Ici le capitaine Salvage s'arrêta pour se reposer quelques minutes. Pendant ce temps maître Bastringue et frère José se livrèrent à divers commentaires sur le récit de leur collègue, suivant la nature de l'impression que ce récit avait produite sur chacun d'eux, l'un avec l'abandon qui lui était ordinaire, l'autre avec la prudente réserve que j'avais déjà remarquée dans tous ses mouvemens et son attitude. Le capitaine, après avoir fait deux ou trois tours de promenade dans le sens de la plus grande longueur de l'appartement, reprit ainsi le cours de sa narration:

«Ce double succès une fois obtenu et assuré, il ne me restait plus qu'à pointer les pièces de ma batterie pour parvenir au résultat que je devais me proposer ultérieurement: celui de loger ma prise dans un port où elle pût être vendue avantageusement, et de ramener mon corsaire dans un lieu où l'on ne penserait pas trop à me chicaner sur la naturalisation un peu douteuse de mon pavillon.

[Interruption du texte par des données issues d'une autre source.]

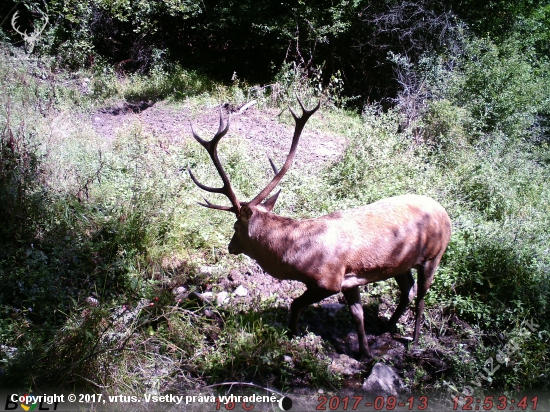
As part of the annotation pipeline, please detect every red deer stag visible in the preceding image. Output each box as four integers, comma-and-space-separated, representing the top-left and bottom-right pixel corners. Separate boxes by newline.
188, 100, 451, 359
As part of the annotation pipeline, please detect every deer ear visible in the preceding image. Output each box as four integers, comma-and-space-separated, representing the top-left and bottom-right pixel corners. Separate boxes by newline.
262, 190, 281, 212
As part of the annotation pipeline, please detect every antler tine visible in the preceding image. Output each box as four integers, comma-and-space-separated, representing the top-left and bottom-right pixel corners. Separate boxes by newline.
37, 10, 50, 36
187, 108, 241, 215
248, 99, 321, 206
197, 197, 234, 212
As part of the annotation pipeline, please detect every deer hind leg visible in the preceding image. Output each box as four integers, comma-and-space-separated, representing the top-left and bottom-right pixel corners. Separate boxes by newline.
386, 269, 415, 333
289, 288, 336, 336
413, 256, 441, 347
342, 286, 372, 359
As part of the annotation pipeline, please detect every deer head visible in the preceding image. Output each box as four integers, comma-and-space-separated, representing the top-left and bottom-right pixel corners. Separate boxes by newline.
189, 100, 451, 358
188, 99, 321, 257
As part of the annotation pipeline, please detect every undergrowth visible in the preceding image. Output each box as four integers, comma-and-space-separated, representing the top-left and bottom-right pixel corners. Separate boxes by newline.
0, 41, 550, 394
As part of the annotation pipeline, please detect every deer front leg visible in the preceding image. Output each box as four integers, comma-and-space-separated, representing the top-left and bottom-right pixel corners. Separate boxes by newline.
288, 288, 336, 336
342, 286, 372, 360
386, 269, 415, 334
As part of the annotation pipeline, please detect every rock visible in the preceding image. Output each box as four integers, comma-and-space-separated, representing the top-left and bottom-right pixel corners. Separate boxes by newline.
172, 286, 187, 302
216, 292, 229, 305
363, 363, 406, 396
233, 285, 248, 296
330, 354, 363, 376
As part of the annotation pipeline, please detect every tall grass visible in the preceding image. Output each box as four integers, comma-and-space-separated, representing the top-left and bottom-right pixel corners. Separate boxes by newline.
0, 38, 550, 394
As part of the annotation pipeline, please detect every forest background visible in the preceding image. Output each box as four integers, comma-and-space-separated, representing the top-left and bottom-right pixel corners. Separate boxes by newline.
0, 0, 550, 400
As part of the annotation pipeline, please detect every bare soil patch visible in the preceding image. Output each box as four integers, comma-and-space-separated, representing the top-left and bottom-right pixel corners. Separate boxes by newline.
92, 102, 346, 169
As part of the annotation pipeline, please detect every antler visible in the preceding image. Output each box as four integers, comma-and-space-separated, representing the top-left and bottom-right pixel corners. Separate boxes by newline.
11, 10, 29, 39
33, 10, 50, 37
248, 99, 321, 206
187, 107, 241, 216
11, 10, 49, 54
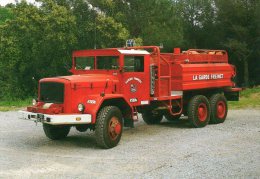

Je me décidai, toute réflexion faite, à expédier le trois-mâts sur Porto-Cabello, et à l'escorter pendant quelque temps pour me rendre ensuite moi-même à l'île cosmopolyte de la Marguerite.»

Au nom de cette dernière île, maître Bastringue ne put s'empêcher de s'écrier, avec une sorte de satisfaction et de surprise:

—A la Marguerite? Ah bien, bigre! tant mieux! c'est justement là qu'avait armé le grand brick que j'ai soutiré aux Indépendans! Mais va toujours ton train, Salvage, j'aurai aussi un mot à vous dire sur cette farceuse d'île contrebandière de la Marguerite.

Le capitaine, sans chercher à pressentir ce que pouvait signifier cette exclamation soudaine, continua en ces termes:

«La détermination dont je viens de vous parler, m'était suggérée au surplus par l'état d'affaiblissement numérique de mon équipage avec lequel je sentais bien qu'il me serait devenu bientôt dangereux de m'obstiner à tenir plus long-temps la mer. Forcé de détacher de mon bord pour les faire passer sur le Ne Tange, vingt-six de mes hommes, je ne comptais plus autour de moi qu'une trentaine des renégats dans la résolution et l'énergie desquels je n'avais pas placé une confiance assez illimitée, pour qu'elle pût me donner l'envie de courir de nouvelles aventures en si belle compagnie.

«Je mis donc le cap au sud, et j'ordonnai à ma prise d'imiter ma manœuvre et de suivre ma route, jusqu'au moment où je jugerais convenable de la laisser toute seule poursuivre son petit bonhomme de chemin.